© Reuters. FILE PHOTO: The offices of gene sequencing company Illumina Inc are shown in San Diego, California January 11, 2016. REUTERS/Mike Blake/File Photo
(Reuters) -Illumina Inc cut annual profit forecast, in a sign that a funding crunch among its biotech and pharmaceutical clients is expected to weigh on sales for its genetic testing tools and diagnostics products.
Shares were down nearly 6% in extended trading on Wednesday.
Rising interest rates have squeezed funding for drug development and research programs among small biotech firms, especially in China.
The funding crunch has been exacerbated by the collapse of U.S. lender Silicon Valley Bank, a key investment banker in the biotech sector.
“We expect our second-half revenue to be negatively impacted by customers remaining more cautious in their purchasing, a more protracted recovery in China, and a larger-than-expected temporary decline in high throughput consumables as customers transition to NovaSeq X,” said Interim CEO Charles Dadswell.

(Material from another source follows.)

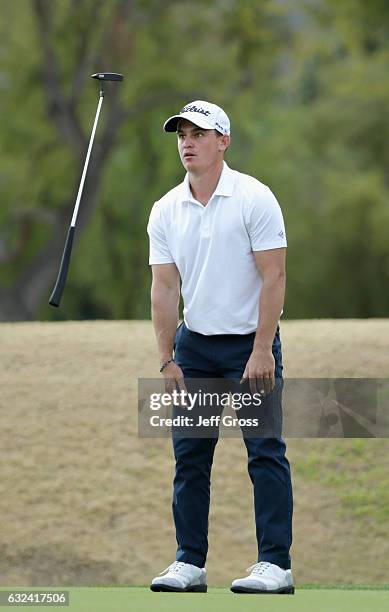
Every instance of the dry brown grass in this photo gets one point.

Higher-than-estimated demand for the production-scale sequencer, NovaSeq X, however, helped the U.S. genetic testing company surpass Wall Street estimates for second-quarter profit.
The San Diego, California-based company reported adjusted profit of 32 cents per share, compared with expectations of 2 cents per share, according to Refinitiv data.
Illumina (NASDAQ:) expects full-year adjusted profit per share to be between $0.75 and $0.90, compared with its prior forecast of $1.25 to $1.50. The outlook reflects a tax expense impact of about $75 million.
The company is looking to save costs by cutting jobs and shut some offices to cushion the impact of sticky inflation, a strong dollar and an ongoing litigation related to its $7.1 billion repurchase of Grail in 2021.
It recorded total sales of $1.18 billion for the quarter ended July 2, compared with expectations of $1.16 billion.
Illumina was also engaged in a proxy battle with activist investor Carl Icahn and is looking for a new CEO after former chief Francis deSouza stepped down in June.